PRPOS DANS LE BUS D'UN ITALO-ETHIOPIEN A UN PROLETAIRE
ROMAIN
« Cela
vous dérange si j'enregistre ?
Je
vous explique : je travaille pour une agence internationale, je
suis un journaliste indépendant, un… free lance. Je suis
en train de recueillir du matériel vivant pour une enquête
sur “Les étrangers et la ville éternelle”.
Sous titre : “Un extra communautaire à Rome”. Comme
méthode d'enquête, j'ai choisi la filature de la réalité…
comme disait Zavattini… Vous connaissez ?
Rome ne “ghettise” pas et l'étranger ne se sent pas
“ghettisé”… Il vit comme s'il était
chez lui. Un demi million d'Indiens, Pakistanais, Russes, Chinois vivent
à la Garbatella, au Pigneto, à Piazza Vittorio, au Tufello…

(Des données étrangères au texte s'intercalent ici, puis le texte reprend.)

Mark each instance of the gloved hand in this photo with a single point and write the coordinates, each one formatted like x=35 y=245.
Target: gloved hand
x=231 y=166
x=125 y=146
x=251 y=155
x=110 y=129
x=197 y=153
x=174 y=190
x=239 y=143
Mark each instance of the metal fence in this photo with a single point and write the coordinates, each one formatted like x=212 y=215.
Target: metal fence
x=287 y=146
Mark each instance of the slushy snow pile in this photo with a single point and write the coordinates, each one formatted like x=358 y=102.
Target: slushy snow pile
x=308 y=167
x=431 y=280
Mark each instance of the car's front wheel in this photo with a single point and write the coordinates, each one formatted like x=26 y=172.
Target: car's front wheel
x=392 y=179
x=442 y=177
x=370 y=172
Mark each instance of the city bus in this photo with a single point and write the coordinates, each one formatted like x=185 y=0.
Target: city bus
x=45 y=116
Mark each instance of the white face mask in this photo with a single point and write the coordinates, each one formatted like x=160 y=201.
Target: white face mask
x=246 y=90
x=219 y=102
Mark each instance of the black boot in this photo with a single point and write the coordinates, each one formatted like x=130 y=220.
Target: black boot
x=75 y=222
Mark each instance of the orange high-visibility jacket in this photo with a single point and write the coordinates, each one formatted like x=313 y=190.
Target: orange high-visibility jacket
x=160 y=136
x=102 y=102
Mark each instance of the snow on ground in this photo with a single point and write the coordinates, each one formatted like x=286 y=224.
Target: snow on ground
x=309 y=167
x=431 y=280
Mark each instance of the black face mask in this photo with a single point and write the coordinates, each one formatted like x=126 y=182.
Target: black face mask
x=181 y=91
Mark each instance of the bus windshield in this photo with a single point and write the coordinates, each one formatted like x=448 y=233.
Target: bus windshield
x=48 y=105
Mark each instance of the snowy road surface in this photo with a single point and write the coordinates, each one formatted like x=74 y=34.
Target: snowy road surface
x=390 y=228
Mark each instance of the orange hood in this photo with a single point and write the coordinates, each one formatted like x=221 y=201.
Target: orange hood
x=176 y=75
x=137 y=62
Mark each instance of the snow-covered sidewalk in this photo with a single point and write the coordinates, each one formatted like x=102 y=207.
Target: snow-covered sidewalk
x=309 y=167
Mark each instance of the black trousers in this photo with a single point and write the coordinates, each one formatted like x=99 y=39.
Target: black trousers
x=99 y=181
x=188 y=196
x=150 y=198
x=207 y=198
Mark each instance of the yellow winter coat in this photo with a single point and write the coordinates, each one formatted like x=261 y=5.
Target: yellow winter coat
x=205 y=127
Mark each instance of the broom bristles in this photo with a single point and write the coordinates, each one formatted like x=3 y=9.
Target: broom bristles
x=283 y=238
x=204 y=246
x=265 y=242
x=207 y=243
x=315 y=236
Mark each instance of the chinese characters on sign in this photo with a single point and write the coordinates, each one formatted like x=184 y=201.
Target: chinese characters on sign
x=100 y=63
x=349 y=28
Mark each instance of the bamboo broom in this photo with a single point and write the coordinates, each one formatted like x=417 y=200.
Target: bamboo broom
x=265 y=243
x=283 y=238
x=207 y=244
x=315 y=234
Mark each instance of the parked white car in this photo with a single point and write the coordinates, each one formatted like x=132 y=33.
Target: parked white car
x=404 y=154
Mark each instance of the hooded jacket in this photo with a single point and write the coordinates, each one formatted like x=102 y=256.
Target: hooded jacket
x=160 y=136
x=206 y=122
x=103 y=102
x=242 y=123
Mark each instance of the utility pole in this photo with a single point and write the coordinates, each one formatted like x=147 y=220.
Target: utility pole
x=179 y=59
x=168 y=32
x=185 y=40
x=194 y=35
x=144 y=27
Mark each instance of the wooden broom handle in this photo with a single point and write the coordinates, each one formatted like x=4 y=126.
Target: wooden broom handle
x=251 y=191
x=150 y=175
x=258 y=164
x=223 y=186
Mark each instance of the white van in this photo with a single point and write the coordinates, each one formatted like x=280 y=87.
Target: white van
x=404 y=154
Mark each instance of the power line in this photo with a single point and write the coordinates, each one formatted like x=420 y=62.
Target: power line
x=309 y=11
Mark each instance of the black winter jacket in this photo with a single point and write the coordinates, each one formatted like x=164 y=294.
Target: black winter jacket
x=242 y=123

mélangés à la population indigène. Des gens
de pays historiquement et politiquement ennemis, comme Russes et Afghans,
Indiens et Chinois, Grecs et Turcs… vivent à Rome en paix
parce que, mystérieusement, le Chinois, l'Afghan, l'Arabe, à
Rome il devient romain.
Et
puis, être nègre en Afrique ne pose aucun problème ;
dans d'autres pays oui, parce qu'on le remarque. A Rome, c'est différent.
Rome a sa manière d'être particulière avec les extra
communautaires : elle ne les aime pas, elle ne les déteste pas.

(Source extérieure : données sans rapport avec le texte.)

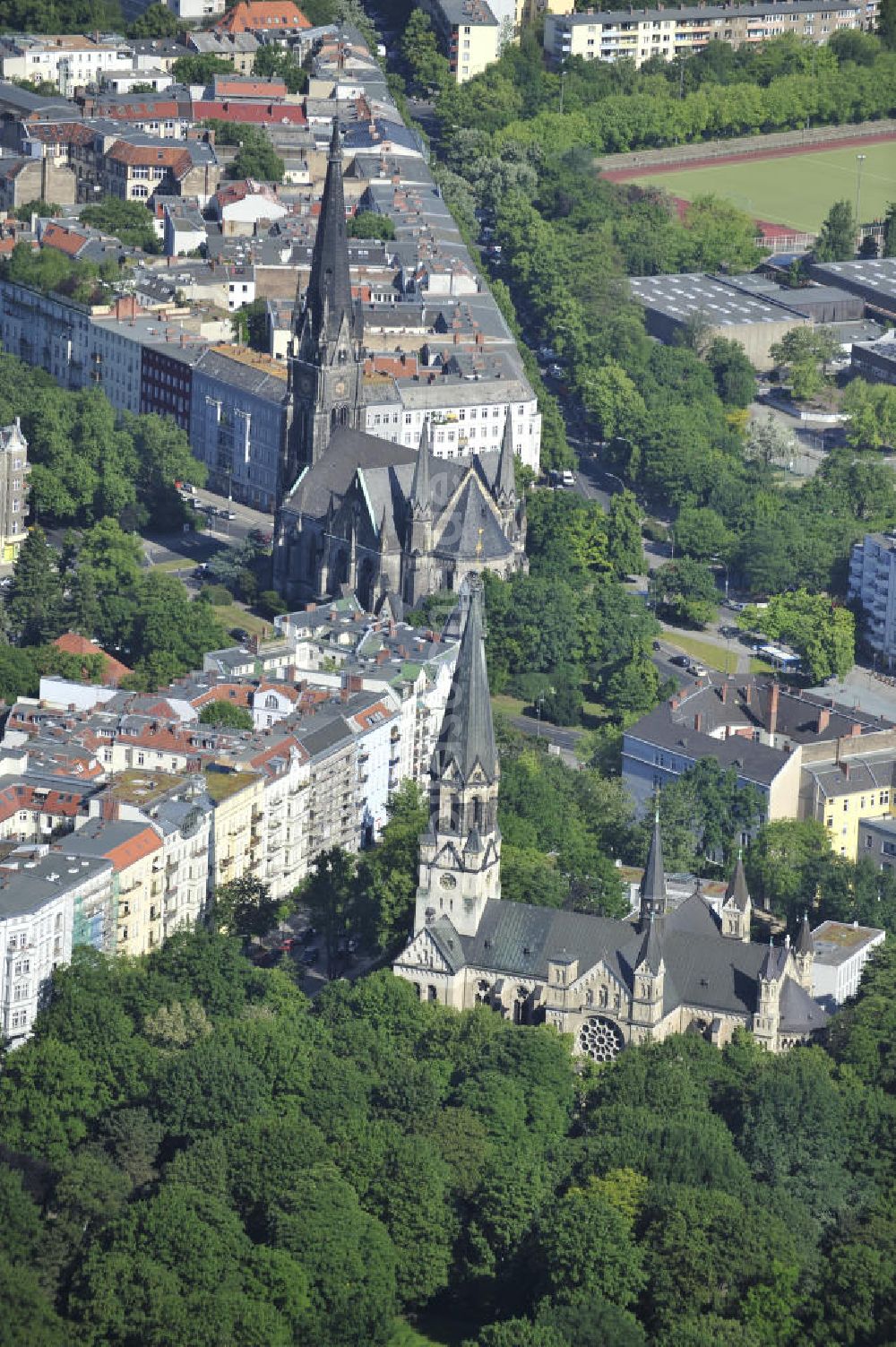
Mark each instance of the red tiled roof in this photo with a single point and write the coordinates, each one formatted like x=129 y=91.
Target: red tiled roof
x=136 y=110
x=74 y=644
x=128 y=853
x=62 y=133
x=257 y=114
x=243 y=88
x=64 y=240
x=178 y=160
x=263 y=15
x=236 y=693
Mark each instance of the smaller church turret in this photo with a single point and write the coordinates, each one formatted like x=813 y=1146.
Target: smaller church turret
x=652 y=892
x=505 y=479
x=737 y=905
x=768 y=1009
x=650 y=980
x=326 y=356
x=461 y=851
x=805 y=955
x=418 y=535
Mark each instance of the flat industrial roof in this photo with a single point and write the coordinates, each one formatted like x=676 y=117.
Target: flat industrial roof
x=722 y=305
x=836 y=942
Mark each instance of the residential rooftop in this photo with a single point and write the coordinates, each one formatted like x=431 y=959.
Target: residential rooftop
x=837 y=942
x=222 y=784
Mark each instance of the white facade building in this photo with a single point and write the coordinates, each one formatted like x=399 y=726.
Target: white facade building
x=47 y=902
x=841 y=954
x=872 y=581
x=67 y=61
x=465 y=418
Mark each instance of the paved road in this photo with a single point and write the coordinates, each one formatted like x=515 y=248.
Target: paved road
x=195 y=547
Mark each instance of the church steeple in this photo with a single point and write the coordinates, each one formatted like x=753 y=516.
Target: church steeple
x=461 y=851
x=326 y=356
x=328 y=300
x=505 y=479
x=654 y=897
x=467 y=741
x=420 y=500
x=737 y=905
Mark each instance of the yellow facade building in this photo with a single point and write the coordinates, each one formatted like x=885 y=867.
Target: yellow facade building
x=138 y=877
x=238 y=830
x=840 y=795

Et que fait-elle ? Elle les ignore. Parce qu'elle sait que tôt
ou tard ils s'en iront, comme ont fait les barbares, les envahisseurs,
les libérateurs, les intrus de toutes les époques, sans
laisser de trace. Au contraire, c'étaient plutôt les Romains
qui partout où ils allaient laissaient des aqueducs, des colisées,
des voies sacrées, des arcs de triomphe, comme autant de Mc Donald's
ante litteram. Et puis, voyez-vous, c'est peut-être à cause
de toutes ces ruines, ces vestiges qui ne finissent jamais d'apparaître…
On extrait un pavé et voilà que jaillit une villa romaine
avec piscine… Cela fait que le Romain, même le plus ignorant,
se sent supérieur à tous : “Tu seras même
philosophe, tu auras huit doctorats ! De toute façon tu
es noir, tu as des petites perles autour du cou et des plumes dans le
cul pour te faire remarquer… Mais moi, je ne te regarde même
pas. Considère un peu ce que j'ai derrière moi et donne-toi
une règle de conduite.”
Et puis, il suffit de se promener dans la ville pour lire ce que les
Romains clâment sur les murs. Parce que les murs sont la voix
de la ville. Les bombes de spray, la craie, les feutres, le plâtre
sont l'unique garantie d'un système d'information pluraliste
et alternatif face à la concentration des moyens de communication
qui, ici en Italie, est la plus forte du monde. Moi, j'ai fait un bref
recensement des inscriptions sur les murs de Rome… et il en ressort
cette brève liste : 856 “Forza Roma”, 702 “Forza
Lazio”, 90 “Vive la chatte”, 75 “Chlore aux
clercs" [Poison aux prêtres], 38 “Dieu existe”,
avec la variante : “Dieu nous fait…”, trois “Rome
aux Romains, dehors les Arabes et les Africains”, et deux, notez
bien, seulement deux, “Ce n'est pas nous qui sommes racistes,
c'est vous qui êtes nègres”, ce qui est une excellente
moyenne si on la compare à celle des autres métropoles
européennes. Je ne veux pas dire avec cela que les Romains sont
indifférents de nature, de grâce, je ne veux pas dire qu'ils
n'aient pas leurs passions, leurs racismes. Ici aussi on trouve les
racismes parce que ici aussi les nègres meurent brûlés,
meurent de faim et de froid. Cependant, c'est différent, parce
que, par exemple, entre un noir et un supporter de la Lazio, le Romain
préfère haïr le supporter de la Lazio.
Et
disons aussi que le Romain n'est pas victime de tous ces préjugés,
ces lieux communs selon lesquels l'immigré vole le travail du
résident qui y a droit. Ici, ce n'est pas comme ça, non…
Le travail est l'unique chose que le Romain est heureux de se faire
voler. Parce que, disons-le clairement, le Romain quand il travaille
est doublement fatigué : d'abord parce qu'il travaille et ensuite
parce qu'il n'en a pas envie.
En somme, je voulais dire qu'ici à Rome le seuil de tolérance
est très élevé. La xénophobie, le racisme,
la chasse au noir demandent trop d'énergie, et, pour parler comme
vous, de “trop se casser les couilles”.